Associated Press, Thursday, April 10, 2003
Arabs Outside Iraq Stunned By Collapse
By JASPER MORTIMER, Associated Press Writer
CAIRO, Egypt - Arabs responded Thursday to the sudden collapse of Saddam
Hussein's government with anger, shock and even disbelief. One newspaper refused
to acknowledge that Baghdad had fallen.
Across the Middle East, people struggled to reconcile images of celebrating Iraqis
with widely held suspicions about the United States' motives.
"We discovered that all that the (Iraqi) information minister was saying was all lies,"
said Ali Hassan, a government employee in Cairo, Egypt.
"Now no one believes Al-Jazeera anymore," he said, referring to the Arabic-language
television news channel.
The entire front page of the pan-Arab newspaper Asharq al-Awsat was devoted to a
photograph of the pulling down Saddam's statue in Baghdad. Above it, the headline:
"And Saddam's regime fell — Shock in Arab capitals, joy in Baghdad, destruction of
statues and the looting of official buildings."
Many Arabs — even those who saw Saddam as an oppressive dictator — had viewed
the war as the struggle of an Arab underdog against foreign invaders interested in Iraqi
oil. Most Egyptians, for instance, do not believe that Saddam had terrorist
connections or weapons of mass destruction.
So the quick fall of Baghdad and Iraqi jubilation came as a shock. Many people
resorted to conspiracy theories to explain the rapid collapse.
"There must have been treason," said Ahmed Salem Batmira, an Omani political
analyst.
People across the Arab world clustered around TV sets in shop windows, coffee
shops and homes to see the pictures of U.S. troops driving from one side of an Arab
capital to the other, almost without resistance.
The Egyptian opposition newspaper Al Wafd refused to believe it. Its front page story
said: "Iraqi and Arab fighters desperately try to defend Gomhuria Bridge that the
invading armies are trying to use to reach the eastern bank of the Tigris and central
Baghdad."
Nowhere did Al Wafd say that U.S. troops had overwhelmed central Baghdad.

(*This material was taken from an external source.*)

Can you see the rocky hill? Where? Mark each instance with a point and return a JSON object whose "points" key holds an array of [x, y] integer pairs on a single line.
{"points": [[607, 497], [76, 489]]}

Some painted Iraq's defeat as another Arab humiliation caused by U.S. military
technology, and recalled the Middle East war of 1967 when Western-armed Israel
thrashed numerically superior Arab armies.
Arabs are very much aware that the Apache helicopters and other weapons used in
Iraq are the same ones that Israel is using against the Palestinians, Maher Othman, a
senior editor of Al Hayat, said on British Broadcasting Corp. television.
Doubts persisted about the United States' intentions and Iraq's future. Mohammed
al-Shahhal, a teacher in Tripoli, Lebanon, recalled the poverty and political turmoil in
Russia following the collapse of the Soviet Union.
"Those who applauded the collapse of Lenin's statue for some Pepsi and hamburgers
felt the hunger later on and regretted what they did," al-Shahhal said.
Some, however, said they hoped the fall of Saddam could signal a new move toward
democracy in the Middle East.
"I don't like the idea of having the Americans here, but we asked for it," said Tannous
Basil, a cardiologist in Sidon, Lebanon. "Why don't we see the Americans going to
Finland, for example? They come here because our area is filled with dictatorships
like Saddam's."
Bahraini physician Hassan Fakhro, 62, said he was saddened by the crumbling of the
Iraqi resistance in Baghdad.
"Whatever I'm seeing is very painful because although Saddam Hussein was a
dictator, he represented some kind of Arab national resistance to the foreign invaders
— the Americans and the British," he said.